Quelles sont les étapes clés pour réussir cette transition ?

Le travail de préparation en amont et l’anticipation sont essentiels à la réussite d’un projet de transformation d’une telle envergure. Pour ce faire, des cabinets experts sur ces sujets accompagnent les entreprises, notamment pour les guider sur les questions sociales et les aider à préparer la communication avec les instances représentatives du personnel. Le dimensionnement des équipes cibles, l’organisation de la phase de transition, et plus globalement la définition du modèle opérationnel cible sont autant de sujets qui nécessitent également un apport d’expertise pour éviter les principaux écueils.
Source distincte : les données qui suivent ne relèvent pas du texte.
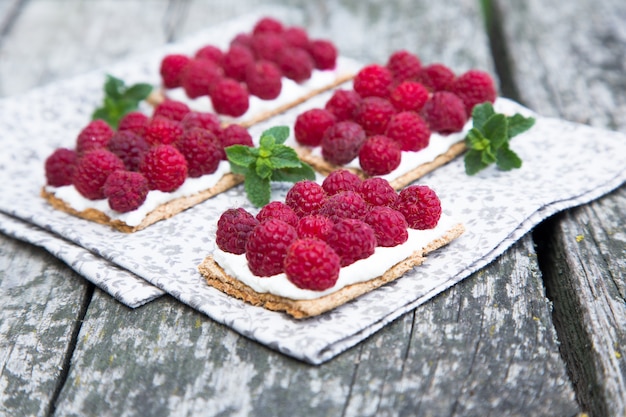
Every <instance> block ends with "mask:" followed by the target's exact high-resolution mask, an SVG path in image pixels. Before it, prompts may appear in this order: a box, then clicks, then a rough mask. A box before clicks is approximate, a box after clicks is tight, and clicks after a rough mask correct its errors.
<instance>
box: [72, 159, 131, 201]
mask: <svg viewBox="0 0 626 417" xmlns="http://www.w3.org/2000/svg"><path fill="white" fill-rule="evenodd" d="M123 169H124V163H123V162H122V160H121V159H120V158H118V157H117V156H115V155H114V154H113V153H111V152H109V151H107V150H106V149H95V150H93V151H90V152H87V153H86V154H84V155H82V156H81V157H80V158H78V160H77V161H76V167H75V168H74V175H73V176H72V181H73V183H74V186H75V187H76V190H77V191H78V192H79V193H80V194H81V195H82V196H83V197H85V198H87V199H89V200H100V199H103V198H104V192H103V190H102V187H103V186H104V182H105V181H106V179H107V177H108V176H109V175H110V174H111V173H112V172H115V171H117V170H123Z"/></svg>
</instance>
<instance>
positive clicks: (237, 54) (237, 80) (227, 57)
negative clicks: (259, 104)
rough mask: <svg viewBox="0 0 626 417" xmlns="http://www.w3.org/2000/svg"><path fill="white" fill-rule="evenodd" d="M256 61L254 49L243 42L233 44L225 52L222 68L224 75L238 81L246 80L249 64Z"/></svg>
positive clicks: (244, 80)
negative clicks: (246, 74) (250, 47)
mask: <svg viewBox="0 0 626 417" xmlns="http://www.w3.org/2000/svg"><path fill="white" fill-rule="evenodd" d="M253 63H254V54H253V53H252V50H251V49H250V48H248V47H246V46H243V45H241V44H237V43H236V44H233V45H231V46H230V48H229V49H228V51H226V53H225V54H224V58H223V59H222V68H223V69H224V75H225V76H226V77H228V78H232V79H234V80H237V81H241V82H244V81H245V80H246V71H247V70H248V66H250V65H252V64H253Z"/></svg>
Les délais de mise en œuvre de projets de CSP étant relativement longs, il est capital que l’ensemble des collaborateurs soit mobilisé tout au long du processus, à commencer par la direction générale dont l’adhésion est déterminante pour donner au projet la bonne impulsion dès le départ.

Une fois ces bases établies, les étapes à suivre correspondent aux phases classiques d’un projet de transformation, à savoir : étude de faisabilité et business case, design macro puis détaillé, mise en œuvre et transition, puis stabilisation. S’il n’y a pas de durée standard pour la création d’un CSP, ce type de projet s’étend en règle générale sur une période de 18 à 24 mois à partir de la prise de décision jusqu’à la mise en place des premiers processus opérationnels. Viennent ensuite les phases de stabilisation et d’extension du périmètre du CSP.

Lors de la phase de création du CSP, l’étape du recrutement des talents doit être programmée au bon moment. Si les collaborateurs sont recrutés trop tôt, il existe un risque d’ennui et de désengagement, tandis que s’ils sont recrutés trop tard, la bascule opérationnelle peut s’avérer difficile. Enfin, une fois le CSP déployé, il ne faut pas non plus négliger le développement de ces talents. Pour ce faire, plusieurs techniques de gestion des talents sont envisageables : talent mapping, talent management, plans de formation, rotations internes, conditions de travail flexibles…

Quel avenir pour les CSP ?

Pour le CSP, la tendance est à la mutation puisqu’un nouveau modèle est apparu ces dernières années : le GBS, pour « Global Business Services ». Il correspond à la migration d’un nombre croissant de fonctions et de directions vers les centres partagés, au-delà du simple périmètre de la finance transactionnelle. Il s’agit de solutions d’externalisation plus poussées, qui intègrent outre les autres fonctions back-office de l’entreprise des centres d’excellence et d’innovation. Le CSP, devenu GBS, s’inscrit alors comme un véritable catalyseur de la capacité d’évolution des fonctions business.

En parallèle, il est également intéressant de noter que l’émergence des technologies type automatisation et robotique se traduit par un phénomène de ré-internalisation de certains processus très répétitifs et très maîtrisés en termes de règles de gestion, autrefois externalisés dans des pays à bas coûts.